Der Dezember-Himmel über der Sierra (VII)

Dies ist die siebte Auflage des Miniführers zur Beobachtung des Sternenhimmels über der Sierra de Gata von unserem Mitarbeiter M42. Ein Monat mehr, der Dezember, in welchem wir bei der Betrachtung der Sterne ein breiteres Publikum erreichen können. Jakki Cosway übersetzt den Miniführer ins Englische, Hans Schnyder bringt uns näher zu den deutschsprachigen Lesern und Franjo Antúnez hilft uns, bei der Betrachtung des Berghimmels die Fala-Sprache zu verbreiten

Taurus
Taurus

.Der zehnte (decimus), Dezember.

Noch haben wir das prächtige Sternbild Taurus (Kap. 8) am Himmel mit dem roten Riesenstern als Auge, ALDEBARAN (der [den Plejaden] Nachfolgende). Am ersten Tag des Monats um 11 Uhr abends, steht er zweieinhalb Handbreit über Guijo de Galisteo.

Da wir nun schon seit mehreren Monaten Sterne beobachten, möchte ich - in Klammern - daran erinnern, was die Bezeichnungen jeweils bedeuten. Wenn ich zum Beispiel sage „über Guijo de Galisteo“, will ich damit nicht sagen, dass eine dort lebende Person Aldebarán über ihrem Kopf hat. Vielmehr muss sie sich vorstellen, in Villasbuenas de Gata zu stehen und in Richtung ihres Dorfes zu blicken, sich auf einer von Villasbuenas nach Guijo verlaufenden Linie auszurichten, was im aktuellen Beispiel einen Blick gegen Südosten bedeuten würde.
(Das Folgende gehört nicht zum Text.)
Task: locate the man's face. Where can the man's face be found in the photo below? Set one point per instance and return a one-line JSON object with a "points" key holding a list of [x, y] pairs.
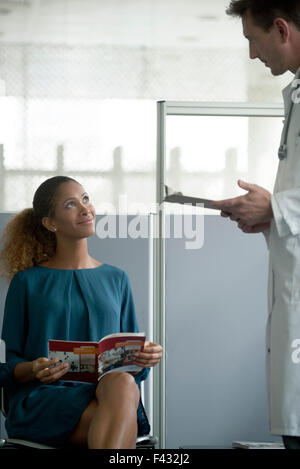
{"points": [[265, 46]]}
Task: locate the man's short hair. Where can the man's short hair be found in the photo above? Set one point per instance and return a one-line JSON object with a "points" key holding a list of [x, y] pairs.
{"points": [[264, 12]]}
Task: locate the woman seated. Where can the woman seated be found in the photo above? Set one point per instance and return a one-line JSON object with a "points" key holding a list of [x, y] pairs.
{"points": [[58, 291]]}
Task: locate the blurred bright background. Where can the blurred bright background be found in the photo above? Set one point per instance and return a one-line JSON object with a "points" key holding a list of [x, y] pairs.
{"points": [[82, 78]]}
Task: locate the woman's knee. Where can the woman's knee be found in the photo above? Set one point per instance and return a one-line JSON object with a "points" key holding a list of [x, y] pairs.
{"points": [[118, 385]]}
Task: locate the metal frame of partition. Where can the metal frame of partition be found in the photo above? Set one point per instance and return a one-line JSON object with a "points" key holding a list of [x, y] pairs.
{"points": [[164, 109]]}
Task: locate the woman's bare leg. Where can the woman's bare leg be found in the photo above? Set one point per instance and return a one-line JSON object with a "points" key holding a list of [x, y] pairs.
{"points": [[110, 421]]}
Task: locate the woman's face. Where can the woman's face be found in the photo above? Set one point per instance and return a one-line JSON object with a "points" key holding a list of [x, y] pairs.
{"points": [[74, 215]]}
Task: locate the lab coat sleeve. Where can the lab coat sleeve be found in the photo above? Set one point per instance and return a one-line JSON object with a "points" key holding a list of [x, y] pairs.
{"points": [[286, 212], [14, 326], [129, 321]]}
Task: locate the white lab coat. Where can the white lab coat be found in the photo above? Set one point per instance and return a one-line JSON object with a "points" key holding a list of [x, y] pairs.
{"points": [[283, 327]]}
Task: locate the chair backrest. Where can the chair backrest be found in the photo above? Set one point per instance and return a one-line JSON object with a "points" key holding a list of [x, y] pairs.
{"points": [[3, 402]]}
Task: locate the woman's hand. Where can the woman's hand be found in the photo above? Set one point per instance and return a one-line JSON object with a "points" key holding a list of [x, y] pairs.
{"points": [[43, 370], [150, 356]]}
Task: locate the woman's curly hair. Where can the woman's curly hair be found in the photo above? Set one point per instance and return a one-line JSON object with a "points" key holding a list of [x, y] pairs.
{"points": [[25, 241]]}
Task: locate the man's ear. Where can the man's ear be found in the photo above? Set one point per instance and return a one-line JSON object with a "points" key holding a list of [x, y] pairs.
{"points": [[283, 29]]}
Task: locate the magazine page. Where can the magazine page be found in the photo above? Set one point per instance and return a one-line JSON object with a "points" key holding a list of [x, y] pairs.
{"points": [[82, 358], [116, 352]]}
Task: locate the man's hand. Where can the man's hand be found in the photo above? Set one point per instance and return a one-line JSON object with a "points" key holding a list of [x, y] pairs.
{"points": [[251, 209], [43, 369]]}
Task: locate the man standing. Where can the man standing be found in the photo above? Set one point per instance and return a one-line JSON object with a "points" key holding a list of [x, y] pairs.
{"points": [[273, 31]]}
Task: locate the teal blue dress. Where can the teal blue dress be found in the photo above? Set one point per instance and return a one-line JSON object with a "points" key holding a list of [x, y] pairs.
{"points": [[44, 303]]}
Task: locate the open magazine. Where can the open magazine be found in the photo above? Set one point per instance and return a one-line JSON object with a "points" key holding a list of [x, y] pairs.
{"points": [[89, 361]]}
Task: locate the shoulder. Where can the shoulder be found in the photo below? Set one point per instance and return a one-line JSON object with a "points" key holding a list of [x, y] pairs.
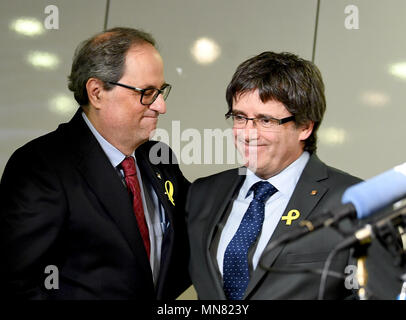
{"points": [[328, 174]]}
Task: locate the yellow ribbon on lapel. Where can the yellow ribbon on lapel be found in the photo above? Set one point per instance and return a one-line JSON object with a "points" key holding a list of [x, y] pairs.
{"points": [[169, 191], [292, 215]]}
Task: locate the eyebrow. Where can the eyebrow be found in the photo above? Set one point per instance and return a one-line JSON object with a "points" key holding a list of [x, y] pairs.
{"points": [[258, 115], [153, 87]]}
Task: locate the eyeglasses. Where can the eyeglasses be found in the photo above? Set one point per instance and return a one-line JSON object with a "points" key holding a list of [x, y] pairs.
{"points": [[263, 123], [149, 95]]}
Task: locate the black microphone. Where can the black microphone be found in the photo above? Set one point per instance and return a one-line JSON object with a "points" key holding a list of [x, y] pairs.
{"points": [[358, 201]]}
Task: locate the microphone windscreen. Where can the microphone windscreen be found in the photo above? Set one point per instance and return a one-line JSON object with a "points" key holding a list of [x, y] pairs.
{"points": [[378, 192]]}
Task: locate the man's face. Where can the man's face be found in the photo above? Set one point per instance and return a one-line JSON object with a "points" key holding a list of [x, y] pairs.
{"points": [[267, 152], [125, 120]]}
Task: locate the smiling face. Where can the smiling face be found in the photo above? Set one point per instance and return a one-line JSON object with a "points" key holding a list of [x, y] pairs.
{"points": [[118, 114], [267, 152]]}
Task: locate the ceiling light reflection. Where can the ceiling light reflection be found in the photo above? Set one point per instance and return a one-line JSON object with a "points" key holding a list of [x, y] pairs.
{"points": [[398, 70], [43, 60], [375, 98], [63, 104], [27, 26], [205, 51], [332, 136]]}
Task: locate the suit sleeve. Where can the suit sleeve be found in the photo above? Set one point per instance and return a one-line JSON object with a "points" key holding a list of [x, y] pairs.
{"points": [[32, 211]]}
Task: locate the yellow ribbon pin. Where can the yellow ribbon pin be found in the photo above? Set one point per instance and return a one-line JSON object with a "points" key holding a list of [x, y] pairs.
{"points": [[292, 215], [169, 191]]}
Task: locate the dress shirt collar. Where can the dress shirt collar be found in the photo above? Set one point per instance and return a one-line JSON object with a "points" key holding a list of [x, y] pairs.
{"points": [[285, 181]]}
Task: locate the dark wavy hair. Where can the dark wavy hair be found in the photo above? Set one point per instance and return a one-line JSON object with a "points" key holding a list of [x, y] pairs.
{"points": [[284, 77], [103, 56]]}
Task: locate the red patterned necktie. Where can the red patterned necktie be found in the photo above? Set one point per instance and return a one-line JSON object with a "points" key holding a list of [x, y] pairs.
{"points": [[130, 174]]}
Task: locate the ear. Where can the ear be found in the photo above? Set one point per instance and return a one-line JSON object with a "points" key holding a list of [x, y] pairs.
{"points": [[306, 130], [95, 89]]}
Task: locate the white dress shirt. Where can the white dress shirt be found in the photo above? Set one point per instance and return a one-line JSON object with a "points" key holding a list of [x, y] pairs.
{"points": [[153, 219], [285, 182]]}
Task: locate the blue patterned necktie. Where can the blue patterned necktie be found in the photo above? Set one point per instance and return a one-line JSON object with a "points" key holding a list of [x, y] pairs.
{"points": [[235, 265]]}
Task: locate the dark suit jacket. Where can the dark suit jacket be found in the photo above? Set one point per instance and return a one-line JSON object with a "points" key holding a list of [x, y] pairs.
{"points": [[63, 204], [211, 198]]}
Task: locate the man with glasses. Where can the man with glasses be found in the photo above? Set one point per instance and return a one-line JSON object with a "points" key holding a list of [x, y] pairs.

Dasselbe gilt für die anderen Dörfer.

Der Stier erhebt sein Horn in die Milchstrasse, hauptsächlich mit EL NATH (der Äusserste), in einer Höhe von zweieinhalb Handbreit etwas rechts von Santibáñez el Alto. Überdies enthält Taurus zwei der schönsten offenen Sternhaufen: Die HYADEN, nahe bei Aldebarán, in Form von einer Art „v“, wenig mehr als zweieinhalb Handbreit über Gujo de Coria, und die PLEYADEN, auch als SIEBENGESTIRN bekannt, von denen ALCYONE (Name eines Vogels) herausragt, etwas rechts von den anderen aber in einer Höhe von drei und ein Viertel Handbreiten.

Unterhalb von Taurus fliesst eines der grössten Sternbilder, Eridanus (der Fluss, Kap. 15), dessen hellster Stern für uns unsichtbar ist, weil er 60° im Süden steht. Sichtbar ist hingegen CURSA („die vordere Fussbank“), in einer Höhe von anderthalb Handbreit zwischen Guijo de Coria und Morcillo. Bei der Mitte des Flusses befindet sich EPSILON-Eridani, der für uns dritt-nächste Stern; er ist von Auge sichtbar und unserer Sonne ähnlich, hat möglicherweise einen Planeten und man hat erfolglos versucht, von dort Radiowellen zu empfangen. Er steht in einer Höhe von etwas weniger als zwei Handbreit etwas links von Coria.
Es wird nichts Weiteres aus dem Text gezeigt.